The Defense Advanced Research Projects Agency (DARPA) has awarded Intel Federal LLC with support from Intel Labs and its collaborators, the Computer Vision Center Barcelona, Spain, and the University of Texas at Austin, the opportunity to develop advanced simulation solutions for off-road autonomous ground vehicles. The Robotic Autonomy in Complex Environments with Resiliency – Simulation (RACER-Sim) program aims to create the next generation of off-road simulation platforms to significantly reduce the development cost and bridge the gap between simulation and the real world.
In the context of autonomous driving, the gap between on-road and off-road deployment is still very significant. Many simulation environments exist today, but few are optimized for off-road autonomy development at scale and speed. Additionally, real-world demonstrations continue to serve as the primary method to verify system performance.
Off-road autonomous vehicles must deal with substantial challenges, including a lack of road networks and extreme terrain with rocks and all types of vegetation, among many others. Such extreme conditions make developing and testing expensive and slow. The RACER-Sim program aims to solve this problem by providing advanced simulation technologies to develop and test solutions, reducing deployment time and validation of AI-powered autonomous systems.
Off-road autonomous ground vehicles
RACER-Sim includes two phases over 48 months with the aim of accelerating the entire research and development process for designing off-road autonomous ground vehicles. In phase one, Intel’s focus is to create new simulation platforms and map generation tools that mimic complex off-road environments with the highest accuracy (e.g., physics, sensor modeling, terrain complexity, etc.), at scales never seen before. Creating simulation environments at scale is a process that traditionally requires significant resources and is one of the biggest challenges in simulation workflows. Intel Labs’ simulation platform will enable customization of future maps, including the creation of massive new environments covering more than 100,000 square miles with just a few clicks.

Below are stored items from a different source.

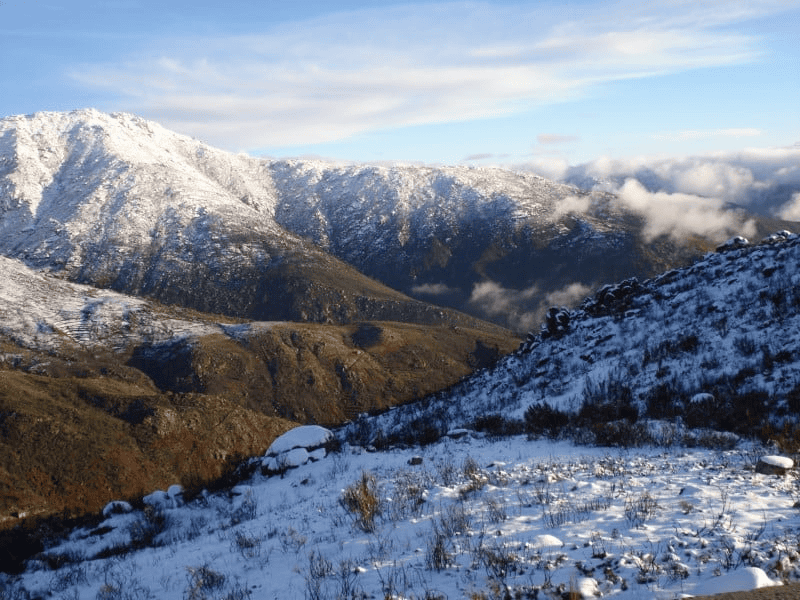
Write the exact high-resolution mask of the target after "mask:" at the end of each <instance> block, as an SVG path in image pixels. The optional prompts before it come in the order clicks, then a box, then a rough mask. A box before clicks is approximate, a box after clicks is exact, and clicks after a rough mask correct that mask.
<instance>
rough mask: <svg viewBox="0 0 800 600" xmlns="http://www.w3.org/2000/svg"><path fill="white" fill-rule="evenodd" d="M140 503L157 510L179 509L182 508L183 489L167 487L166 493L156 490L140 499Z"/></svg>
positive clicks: (181, 487) (165, 492)
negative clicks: (140, 502) (167, 488)
mask: <svg viewBox="0 0 800 600" xmlns="http://www.w3.org/2000/svg"><path fill="white" fill-rule="evenodd" d="M142 502H144V503H145V504H146V505H148V506H152V507H153V508H156V509H159V510H166V509H169V508H180V507H181V506H183V487H181V486H180V485H178V484H175V485H171V486H169V489H167V491H166V492H165V491H164V490H156V491H155V492H153V493H152V494H148V495H147V496H145V497H144V498H142Z"/></svg>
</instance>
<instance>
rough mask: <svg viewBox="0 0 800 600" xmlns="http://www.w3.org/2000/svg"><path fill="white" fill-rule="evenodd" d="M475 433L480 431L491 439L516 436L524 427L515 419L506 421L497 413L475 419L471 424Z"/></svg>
mask: <svg viewBox="0 0 800 600" xmlns="http://www.w3.org/2000/svg"><path fill="white" fill-rule="evenodd" d="M472 427H473V429H475V431H482V432H485V433H487V434H489V435H490V436H492V437H502V436H506V435H516V434H518V433H522V432H523V431H524V425H523V424H522V423H521V422H520V421H517V420H515V419H506V418H505V417H504V416H503V415H499V414H497V413H494V414H489V415H482V416H480V417H477V418H476V419H475V421H474V422H473V424H472Z"/></svg>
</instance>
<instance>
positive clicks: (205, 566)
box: [185, 565, 226, 600]
mask: <svg viewBox="0 0 800 600" xmlns="http://www.w3.org/2000/svg"><path fill="white" fill-rule="evenodd" d="M186 572H187V577H188V580H189V585H188V586H187V588H186V594H185V597H186V598H187V600H206V598H208V597H209V596H208V594H209V593H213V592H217V591H219V590H221V589H222V587H223V586H224V585H225V579H226V578H225V575H223V574H222V573H219V572H217V571H214V570H213V569H211V568H210V567H209V566H208V565H203V566H202V567H186Z"/></svg>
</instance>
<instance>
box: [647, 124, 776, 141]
mask: <svg viewBox="0 0 800 600" xmlns="http://www.w3.org/2000/svg"><path fill="white" fill-rule="evenodd" d="M761 135H764V132H763V131H762V130H760V129H756V128H754V127H749V128H738V129H737V128H728V129H707V130H700V129H687V130H683V131H675V132H671V133H657V134H654V135H653V139H656V140H663V141H670V142H685V141H688V140H699V139H705V138H716V137H736V138H742V137H758V136H761Z"/></svg>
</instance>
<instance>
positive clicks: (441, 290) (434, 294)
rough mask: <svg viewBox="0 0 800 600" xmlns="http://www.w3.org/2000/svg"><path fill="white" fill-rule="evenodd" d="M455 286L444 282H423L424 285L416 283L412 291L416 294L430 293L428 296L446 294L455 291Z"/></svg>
mask: <svg viewBox="0 0 800 600" xmlns="http://www.w3.org/2000/svg"><path fill="white" fill-rule="evenodd" d="M455 291H457V290H454V289H453V288H451V287H449V286H448V285H445V284H444V283H423V284H422V285H415V286H414V287H412V288H411V293H412V294H415V295H428V296H444V295H445V294H450V293H452V292H455Z"/></svg>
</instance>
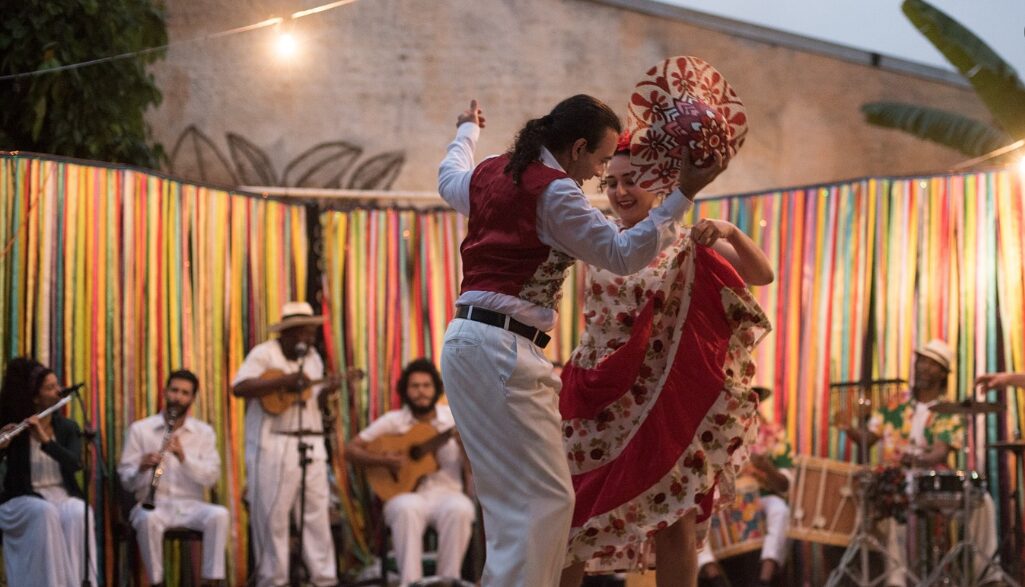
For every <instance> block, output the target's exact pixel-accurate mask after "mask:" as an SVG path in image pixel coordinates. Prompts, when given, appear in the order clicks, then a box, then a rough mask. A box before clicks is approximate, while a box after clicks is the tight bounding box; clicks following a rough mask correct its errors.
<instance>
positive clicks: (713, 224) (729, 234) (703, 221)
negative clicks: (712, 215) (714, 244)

During phase two, Intel Labs will work with RACER collaborators to accelerate the research and development process by implementing new algorithms without the use of a physical robot. Then, teams will validate the performance of the robot in simulation, saving significant time and resources. Phase two will also include the development of new sim2real techniques – the concept of training the robot in simulation to acquire skills and then transferring these skills to a corresponding real robotic system – enabling the training of off-road autonomous ground vehicles directly in simulation.
Intel expects these new simulation tools to significantly improve the development of autonomous systems using virtual testing, which reduces the risks, costs, and delays associated with traditional testing and verification protocols. In the future, the simulation platform will go beyond validation to create AI models ready for implementation in the real world.